Sin embargo, la alegría de Zorblax no duró mucho. Un juguete travieso llamado Pinguinito comenzó a hacer travesuras y a desordenar todo a su alrededor. Los peluches se asustaron y los juguetes voladores comenzaron a chocar entre sí. Zorblax, aunque divertido al principio, se dio cuenta de que necesitaban organizarse para que todos pudieran disfrutar de la diversión.
Con su ingenio, Zorblax ideó un plan. Reunió a todos sus amigos y les explicó cómo podían jugar juntos sin que nadie se sintiera abrumado. Así, crearon un emocionante juego en el que cada juguete tenía su propio turno.
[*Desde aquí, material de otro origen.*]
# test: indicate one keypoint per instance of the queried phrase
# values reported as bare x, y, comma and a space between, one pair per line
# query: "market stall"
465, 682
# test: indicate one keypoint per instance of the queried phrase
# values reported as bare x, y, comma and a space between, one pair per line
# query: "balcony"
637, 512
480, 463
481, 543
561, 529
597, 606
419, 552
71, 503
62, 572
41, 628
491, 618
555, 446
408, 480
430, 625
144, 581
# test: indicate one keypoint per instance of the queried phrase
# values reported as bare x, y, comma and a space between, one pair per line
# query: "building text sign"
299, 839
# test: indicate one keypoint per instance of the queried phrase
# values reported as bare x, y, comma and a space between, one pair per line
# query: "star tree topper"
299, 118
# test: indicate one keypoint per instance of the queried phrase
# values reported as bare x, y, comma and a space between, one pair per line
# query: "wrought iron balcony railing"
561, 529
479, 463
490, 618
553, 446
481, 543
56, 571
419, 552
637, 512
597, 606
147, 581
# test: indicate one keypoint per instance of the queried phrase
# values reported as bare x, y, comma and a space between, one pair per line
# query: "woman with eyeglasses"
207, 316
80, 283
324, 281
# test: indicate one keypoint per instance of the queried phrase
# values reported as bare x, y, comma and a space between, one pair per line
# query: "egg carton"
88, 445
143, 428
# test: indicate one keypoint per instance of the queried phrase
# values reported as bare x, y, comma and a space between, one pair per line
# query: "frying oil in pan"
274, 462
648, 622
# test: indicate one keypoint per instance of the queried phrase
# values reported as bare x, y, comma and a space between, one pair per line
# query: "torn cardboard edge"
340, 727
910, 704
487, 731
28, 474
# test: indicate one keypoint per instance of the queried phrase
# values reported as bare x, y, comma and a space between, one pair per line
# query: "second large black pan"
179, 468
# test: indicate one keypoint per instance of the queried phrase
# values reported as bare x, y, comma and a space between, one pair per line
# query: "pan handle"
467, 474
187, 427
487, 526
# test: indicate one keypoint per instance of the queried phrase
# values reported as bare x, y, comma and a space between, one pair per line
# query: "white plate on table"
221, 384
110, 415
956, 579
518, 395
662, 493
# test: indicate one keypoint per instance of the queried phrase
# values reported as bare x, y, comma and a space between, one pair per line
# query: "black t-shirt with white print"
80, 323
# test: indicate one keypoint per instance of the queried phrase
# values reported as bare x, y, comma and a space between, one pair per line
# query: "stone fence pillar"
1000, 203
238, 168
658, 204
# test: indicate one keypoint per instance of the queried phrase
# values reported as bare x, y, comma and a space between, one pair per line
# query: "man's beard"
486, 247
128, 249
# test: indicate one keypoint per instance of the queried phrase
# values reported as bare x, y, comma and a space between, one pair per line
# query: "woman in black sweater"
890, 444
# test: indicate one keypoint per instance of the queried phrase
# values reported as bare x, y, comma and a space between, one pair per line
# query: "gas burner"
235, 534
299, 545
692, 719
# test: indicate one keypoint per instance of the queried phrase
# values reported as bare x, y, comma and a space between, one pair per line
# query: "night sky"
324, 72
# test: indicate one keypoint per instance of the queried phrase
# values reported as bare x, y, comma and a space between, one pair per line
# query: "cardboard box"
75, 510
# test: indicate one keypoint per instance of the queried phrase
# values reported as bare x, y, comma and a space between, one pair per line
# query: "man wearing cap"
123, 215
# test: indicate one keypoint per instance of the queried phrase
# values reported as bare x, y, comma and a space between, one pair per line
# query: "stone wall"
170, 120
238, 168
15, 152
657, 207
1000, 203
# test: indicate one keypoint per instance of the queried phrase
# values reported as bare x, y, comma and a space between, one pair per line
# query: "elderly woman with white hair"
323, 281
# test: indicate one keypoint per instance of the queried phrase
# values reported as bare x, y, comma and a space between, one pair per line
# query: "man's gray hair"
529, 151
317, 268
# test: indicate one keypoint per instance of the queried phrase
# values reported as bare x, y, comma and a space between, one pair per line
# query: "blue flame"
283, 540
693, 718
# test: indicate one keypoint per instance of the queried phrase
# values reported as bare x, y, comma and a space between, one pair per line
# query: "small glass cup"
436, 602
Al final del día, rieron y bailaron bajo las estrellas, agradeciendo a Zorblax por sus habilidades de liderazgo. Desde entonces, Zorblax no solo fue conocido como el marciano juguetón, sino también como el mejor amigo que siempre sabía cómo reunir a todos en una gran aventura.
La historia de Zorblax nos enseña que la diversión es aún más especial cuando se comparte y se organiza. A veces, puede ser fácil dejarse llevar por la emoción y olvidar que el juego en grupo necesita reglas y respeto para que todos disfruten. Zorblax, al descubrir los juguetes mágicos, se sintió emocionado, pero pronto se dio cuenta de que cada uno de sus amigos tenía su propio ritmo y necesidades.
Con su ingenio y liderazgo, logró que todos se sintieran incluidos, mostrando que un buen amigo escucha y busca soluciones para que todos se diviertan. Esto nos recuerda que la verdadera diversión no solo radica en jugar, sino en hacerlo de manera que todos se sientan felices y seguros.
La moraleja es: «La amistad y la diversión se multiplican cuando todos participan y se respetan mutuamente. Un buen líder sabe escuchar y organizar para que la alegría sea compartida.»